Riguardo ai benefici economici, tutta l’energia immessa in rete viene valorizzata al prezzo di mercato, con un ritorno dell’investimento stimato in pochi anni. Inoltre, per ciascun kWh di energia elettrica in eccesso “condivisa” il GSE, per un periodo di 20 anni a partire dalla data di invio della richiesta di accesso al servizio di valorizzazione e incentivazione, riconosce due contributi economici: un corrispettivo unitario, individuato come somma della tariffa di trasmissione per le utenze in bassa tensione e del valore più elevato della componente variabile della tariffa di distribuzione per le utenze altri usi in bassa tensione, e una tariffa premio, pari a 110 €/MWh per le comunità di energia.

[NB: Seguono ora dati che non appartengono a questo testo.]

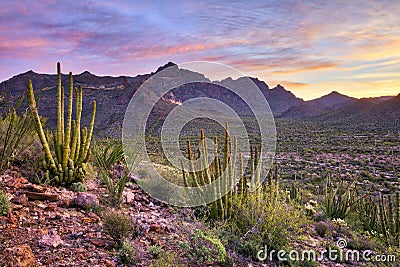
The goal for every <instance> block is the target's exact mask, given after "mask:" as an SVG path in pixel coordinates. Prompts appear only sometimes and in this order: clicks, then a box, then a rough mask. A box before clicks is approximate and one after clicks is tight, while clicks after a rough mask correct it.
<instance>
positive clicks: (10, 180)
mask: <svg viewBox="0 0 400 267" xmlns="http://www.w3.org/2000/svg"><path fill="white" fill-rule="evenodd" d="M27 183H28V180H26V179H25V178H24V177H18V178H14V179H11V180H10V181H9V182H8V186H10V187H14V188H15V189H19V188H21V186H22V184H27Z"/></svg>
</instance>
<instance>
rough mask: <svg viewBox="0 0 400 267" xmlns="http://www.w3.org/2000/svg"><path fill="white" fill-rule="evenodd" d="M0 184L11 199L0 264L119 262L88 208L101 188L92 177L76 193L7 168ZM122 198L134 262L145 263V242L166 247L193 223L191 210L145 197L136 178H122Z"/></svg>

Al termine del periodo, il contratto può essere prorogato su base annuale tacitamente in relazione alle sole parti afferenti al corrispettivo unitario.

Secondo il rapporto Comunità rinnovabili 2022 di Legambiente in Italia sono attive 35 CER, mentre 24 sono in costruzione e altre 41 sono in progetto; la taglia tipica degli impianti è compresa tra i 20 e i 60 kW. Ci si attende per il futuro una crescita esponenziale, con circa 40.000 comunità energetiche entro il 2025 che coinvolgeranno 1,2 milioni di famiglie.

Con uno stanziamento di 2,2 miliardi di euro, il PNRR prevede di intervenire per accelerare lo sviluppo delle CER e dei sistemi distribuiti di piccola taglia.

Occorre ora favorire le partnership volte a fornire sostegno finanziario ai Comuni e a coinvolgere stakeholder e cittadini in corsi di formazione specifici.